In yoga the one thing that counts in the end is sincerity and with it the patience to persist in the path-many even without this patience go through, for in spite of revolt, impatience, depression, despondency, fatigue, temporary loss of faith, a force greater than one’s outer self, the force of the Spirit, the drive of the soul’s need, pushes them through the cloud and the mist to the goal before them.

Imperfections can be stumbling-blocks and give one a bad fall for the moment, but not a permanent bar. Obscurations due to some resistance in the nature can be more serious causes of delay, but they too do not last for ever. The length of your period of dullness is also no sufficient reason for losing belief in your capacity or your spiritual destiny. I believe that alternations of bright and dark periods are almost a universal experience of yogis, and the exceptions are very rare.

  The reason for dark periods

If one inquires into the reasons of this phenomenon,-very unpleasant to our impatient human nature,-it will be found, I think, that they are in the main two:

The first is that the human consciousness either cannot bear a constant descent of the Light or Power or Ananda, or cannot at once receive and absorb it; it needs periods of assimilation; but this assimilation goes on behind the veil of the surface consciousness; the experience or the realisation that has descended retires behind the veil and leaves this outer or surface consciousness to lie fallow and become ready for a new descent. In the more developed stages of the yoga these dark or dull periods become shorter, less trying as well as uplifted by the sense of the greater consciousness which, though not acting for immediate progress, yet remains and sustains the outer nature.

The second cause is some resistance, something in the human nature that has not felt the former descent, is not ready, is perhaps unwilling to change,-often it is some strong habitual formation of the mind or the vital or some temporary inertia of the physical consciousness and not exactly a part of the nature,-and this, whether showing or concealing itself, thrusts up the obstacle.
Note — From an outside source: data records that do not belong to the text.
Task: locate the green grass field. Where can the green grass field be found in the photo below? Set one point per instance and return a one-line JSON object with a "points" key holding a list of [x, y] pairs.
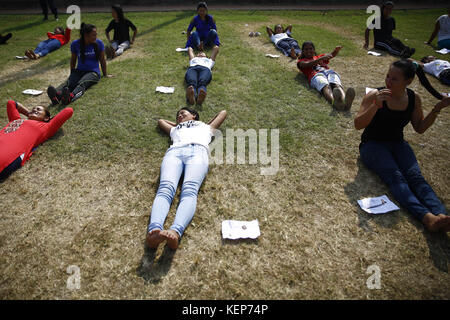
{"points": [[84, 198]]}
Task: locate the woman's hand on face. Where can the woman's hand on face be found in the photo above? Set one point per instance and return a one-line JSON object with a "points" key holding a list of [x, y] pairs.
{"points": [[383, 95]]}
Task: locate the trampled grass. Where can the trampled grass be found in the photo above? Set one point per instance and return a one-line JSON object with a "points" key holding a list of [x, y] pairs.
{"points": [[85, 196]]}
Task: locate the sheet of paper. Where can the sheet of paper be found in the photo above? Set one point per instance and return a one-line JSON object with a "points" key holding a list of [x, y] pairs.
{"points": [[165, 89], [443, 51], [233, 229], [32, 92], [377, 205], [374, 53]]}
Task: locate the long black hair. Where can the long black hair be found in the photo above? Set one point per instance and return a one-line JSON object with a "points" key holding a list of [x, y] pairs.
{"points": [[304, 44], [191, 111], [410, 69], [118, 9], [84, 30]]}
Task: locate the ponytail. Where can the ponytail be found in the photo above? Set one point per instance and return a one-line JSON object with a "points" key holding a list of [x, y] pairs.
{"points": [[84, 30], [410, 69]]}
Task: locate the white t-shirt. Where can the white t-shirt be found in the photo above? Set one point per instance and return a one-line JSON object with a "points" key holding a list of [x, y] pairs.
{"points": [[201, 61], [444, 30], [191, 131], [436, 67], [278, 36]]}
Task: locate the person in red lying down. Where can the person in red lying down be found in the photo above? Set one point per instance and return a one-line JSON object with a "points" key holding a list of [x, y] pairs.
{"points": [[20, 137]]}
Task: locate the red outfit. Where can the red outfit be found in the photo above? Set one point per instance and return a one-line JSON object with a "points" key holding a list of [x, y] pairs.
{"points": [[311, 71], [20, 136], [62, 38]]}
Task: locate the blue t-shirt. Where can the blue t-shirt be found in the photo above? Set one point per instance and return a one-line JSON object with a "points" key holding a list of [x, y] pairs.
{"points": [[90, 60]]}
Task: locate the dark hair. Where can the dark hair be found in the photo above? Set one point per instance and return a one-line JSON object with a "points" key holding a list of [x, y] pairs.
{"points": [[410, 69], [191, 111], [119, 11], [304, 44], [86, 29], [61, 28]]}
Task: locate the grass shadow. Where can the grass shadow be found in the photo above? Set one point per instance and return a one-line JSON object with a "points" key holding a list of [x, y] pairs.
{"points": [[34, 70], [365, 185], [153, 271]]}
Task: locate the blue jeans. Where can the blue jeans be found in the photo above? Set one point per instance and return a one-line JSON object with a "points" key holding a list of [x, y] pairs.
{"points": [[198, 77], [47, 46], [194, 39], [193, 161], [397, 166]]}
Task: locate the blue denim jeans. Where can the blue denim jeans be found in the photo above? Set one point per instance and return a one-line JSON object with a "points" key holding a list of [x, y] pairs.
{"points": [[194, 39], [198, 77], [47, 46], [193, 161], [397, 166]]}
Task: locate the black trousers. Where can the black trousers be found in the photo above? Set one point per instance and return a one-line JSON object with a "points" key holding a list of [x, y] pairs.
{"points": [[50, 4]]}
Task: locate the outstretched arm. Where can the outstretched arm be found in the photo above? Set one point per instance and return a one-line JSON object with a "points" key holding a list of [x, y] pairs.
{"points": [[166, 125], [437, 27], [218, 119]]}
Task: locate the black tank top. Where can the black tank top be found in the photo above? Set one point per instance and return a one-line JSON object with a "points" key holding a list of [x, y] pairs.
{"points": [[387, 124]]}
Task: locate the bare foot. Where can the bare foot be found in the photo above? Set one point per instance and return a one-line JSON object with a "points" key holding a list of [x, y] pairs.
{"points": [[436, 223], [171, 237], [154, 238], [201, 96], [190, 94]]}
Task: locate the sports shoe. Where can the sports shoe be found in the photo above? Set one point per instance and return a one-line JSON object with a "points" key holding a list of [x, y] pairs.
{"points": [[349, 97], [338, 99], [55, 98], [66, 96]]}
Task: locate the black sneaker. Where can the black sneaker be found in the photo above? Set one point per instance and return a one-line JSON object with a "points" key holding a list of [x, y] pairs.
{"points": [[66, 96], [53, 95]]}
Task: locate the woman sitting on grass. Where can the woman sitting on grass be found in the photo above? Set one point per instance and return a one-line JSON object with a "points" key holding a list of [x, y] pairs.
{"points": [[199, 75], [121, 27], [189, 155], [20, 136], [383, 115], [283, 41], [205, 34], [55, 40], [324, 79], [88, 51]]}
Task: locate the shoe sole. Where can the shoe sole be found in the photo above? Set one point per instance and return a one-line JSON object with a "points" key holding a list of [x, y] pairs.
{"points": [[349, 97]]}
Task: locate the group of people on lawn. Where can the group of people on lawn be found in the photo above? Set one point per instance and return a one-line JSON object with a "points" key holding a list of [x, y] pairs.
{"points": [[383, 113]]}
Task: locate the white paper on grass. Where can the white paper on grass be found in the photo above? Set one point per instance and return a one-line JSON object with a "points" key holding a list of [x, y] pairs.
{"points": [[165, 89], [32, 92], [374, 53], [443, 51], [377, 205], [233, 229]]}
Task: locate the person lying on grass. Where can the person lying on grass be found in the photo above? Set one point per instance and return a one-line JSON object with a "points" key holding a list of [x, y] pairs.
{"points": [[55, 40], [189, 155], [20, 136], [322, 78], [436, 67], [121, 27], [198, 75], [88, 51], [283, 41], [383, 114], [205, 34]]}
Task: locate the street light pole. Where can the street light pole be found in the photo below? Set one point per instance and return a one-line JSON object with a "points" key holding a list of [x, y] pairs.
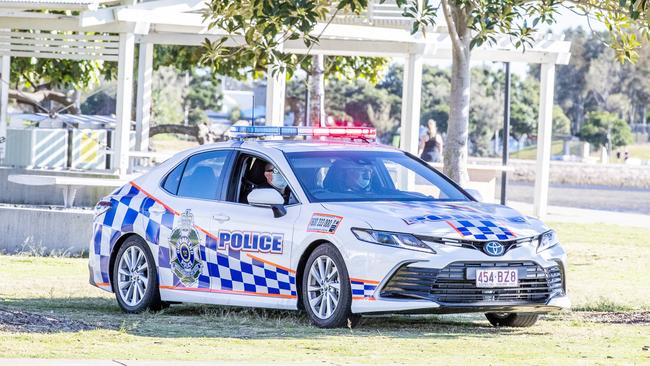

If one can detect the cause in oneself, acknowledge it, see its workings and call down the Power for its removal, then the periods of obscurity can be greatly shortened and their acuity becomes less.

    The assurance

But in any case the Divine Power is working always behind and one day, perhaps when one least expects it, the obstacle breaks, the clouds vanish and there is again the light and the sunshine. The best thing in these cases is, if one can manage it, not to fret, not to despond, but to insist quietly and keep oneself open, spread to the Light and waiting in faith for it to come; that I have found shortens these ordeals. Afterwards, when the obstacle disappears, one finds that a great progress has been made and that the consciousness is far more capable of receiving and retaining than before. There is a return for all the trials and ordeals of the spiritual life.